Dün Lefkoşa Ağır Ceza Mahkemesi’nde görülen duruşmada 21 müzisyen tutuklanarak cezaevine gönderildi. 4 Ekim’de yeniden hakim karşısına çıkacak olan ekip için alınan bu karar, müzisyenlerin ailesi başta olmak üzere Bülent Ersoy’u derinden sarstı.
ORKESTRAMI ELİMDEN ALDILAR
Ersoy, üzüntüsünü şu sözlerle dile getirdi:
“Ben yaptığım yardımları kimseye söylemedim. Bunca zamandır ne kadar sıkıntı yaşadım kim biliyor? Manen ve maddi olarak ne çektim kim biliyor? Ekibimi elimden aldılar. Maddi kaybım var. Onun yeri dolar ama manen ne yapacağız? O çocukların kaybını kim ödeyecek. Kim o günlerini geri verecek. Kanunlar çerçevesinde boynumuz kıldan ince ama çocuklar da bu işlerin sahtekârlığını nereden bilsin?
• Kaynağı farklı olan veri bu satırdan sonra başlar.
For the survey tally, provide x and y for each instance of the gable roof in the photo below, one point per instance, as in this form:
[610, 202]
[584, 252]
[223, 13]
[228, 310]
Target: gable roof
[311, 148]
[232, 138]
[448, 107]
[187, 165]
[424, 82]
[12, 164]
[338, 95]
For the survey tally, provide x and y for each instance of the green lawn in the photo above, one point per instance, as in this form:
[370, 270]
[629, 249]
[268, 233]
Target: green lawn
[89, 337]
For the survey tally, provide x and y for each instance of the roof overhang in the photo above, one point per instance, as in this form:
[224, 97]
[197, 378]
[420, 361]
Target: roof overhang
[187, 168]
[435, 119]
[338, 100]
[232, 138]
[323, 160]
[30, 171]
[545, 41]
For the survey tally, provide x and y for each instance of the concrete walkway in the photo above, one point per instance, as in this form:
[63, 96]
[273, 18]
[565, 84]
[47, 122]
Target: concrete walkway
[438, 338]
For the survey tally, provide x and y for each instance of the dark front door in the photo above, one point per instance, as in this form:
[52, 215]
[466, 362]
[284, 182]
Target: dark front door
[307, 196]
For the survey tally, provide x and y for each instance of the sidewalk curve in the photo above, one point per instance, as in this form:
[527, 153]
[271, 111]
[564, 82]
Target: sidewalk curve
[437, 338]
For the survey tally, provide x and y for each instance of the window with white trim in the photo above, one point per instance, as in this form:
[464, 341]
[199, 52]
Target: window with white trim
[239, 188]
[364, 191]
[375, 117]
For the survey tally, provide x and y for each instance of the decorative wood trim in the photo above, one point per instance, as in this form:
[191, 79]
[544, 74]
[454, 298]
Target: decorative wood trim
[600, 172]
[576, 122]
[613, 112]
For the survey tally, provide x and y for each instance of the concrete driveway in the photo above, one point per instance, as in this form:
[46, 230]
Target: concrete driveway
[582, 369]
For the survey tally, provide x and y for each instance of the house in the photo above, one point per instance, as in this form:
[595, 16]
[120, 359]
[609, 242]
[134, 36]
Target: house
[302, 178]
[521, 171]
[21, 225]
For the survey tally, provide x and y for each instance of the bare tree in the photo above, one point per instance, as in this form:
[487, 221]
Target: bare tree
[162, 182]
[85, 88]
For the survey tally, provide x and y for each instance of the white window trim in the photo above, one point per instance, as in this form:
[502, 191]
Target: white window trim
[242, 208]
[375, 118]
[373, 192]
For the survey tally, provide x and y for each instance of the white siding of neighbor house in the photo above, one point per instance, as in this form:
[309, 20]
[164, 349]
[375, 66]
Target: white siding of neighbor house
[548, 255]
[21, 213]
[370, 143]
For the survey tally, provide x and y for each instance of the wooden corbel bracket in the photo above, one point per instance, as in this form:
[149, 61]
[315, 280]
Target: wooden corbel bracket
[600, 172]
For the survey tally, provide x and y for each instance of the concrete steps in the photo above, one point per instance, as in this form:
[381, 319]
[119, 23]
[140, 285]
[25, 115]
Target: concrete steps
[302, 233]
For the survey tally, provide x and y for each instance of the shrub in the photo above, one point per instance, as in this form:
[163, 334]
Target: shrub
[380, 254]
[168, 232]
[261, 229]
Arkadaşlarımın haklarını sonuna kadar savundum ve elimden gelen her şeyi yaptım. O çocukları kelepçeli gördüm ya, servetimi ortaya dökeceğim ve bu işin sonuna kadar gideceğim. Otele dava açıyorum. Maddi-manevi ne gerekiyorsa yapacağım. Ben ancak maddi olarak olanaklarımı kullandım. Manevi olarak hepsinin yanında oldum. Daha ne yapayım? Kendimi yakmamı mı istiyorlar? Günah keçisi ben miyim? Hapisten kimseyi almak elinden gelmedi ne yazık ki. 70 yaşında kadınım, üzüntüden tansiyonum çıktı. Avukatıma gidiyorum, ne gerekiyorsa yapacağım.”
SUÇLU OTEL YÖNETİCİLERİ
Yapımcı Polat Yağcı da sosyal medyadan isyan etti: “Pandemi boyunca bir konser bile veremeyen, evlerine ekmek götüremeyen bu emekçilerin en büyük suçu ekmek parası kazanmak için sanatlarını icra etmeye Kıbrıs’a gitmeleridir. Kıbrıs’a konser vermek için giden 21 müzisyenin eline tutuşturulan sahte PCR raporu düzenleyen ‘KKTC vatandaşı’ otel yöneticileridir.”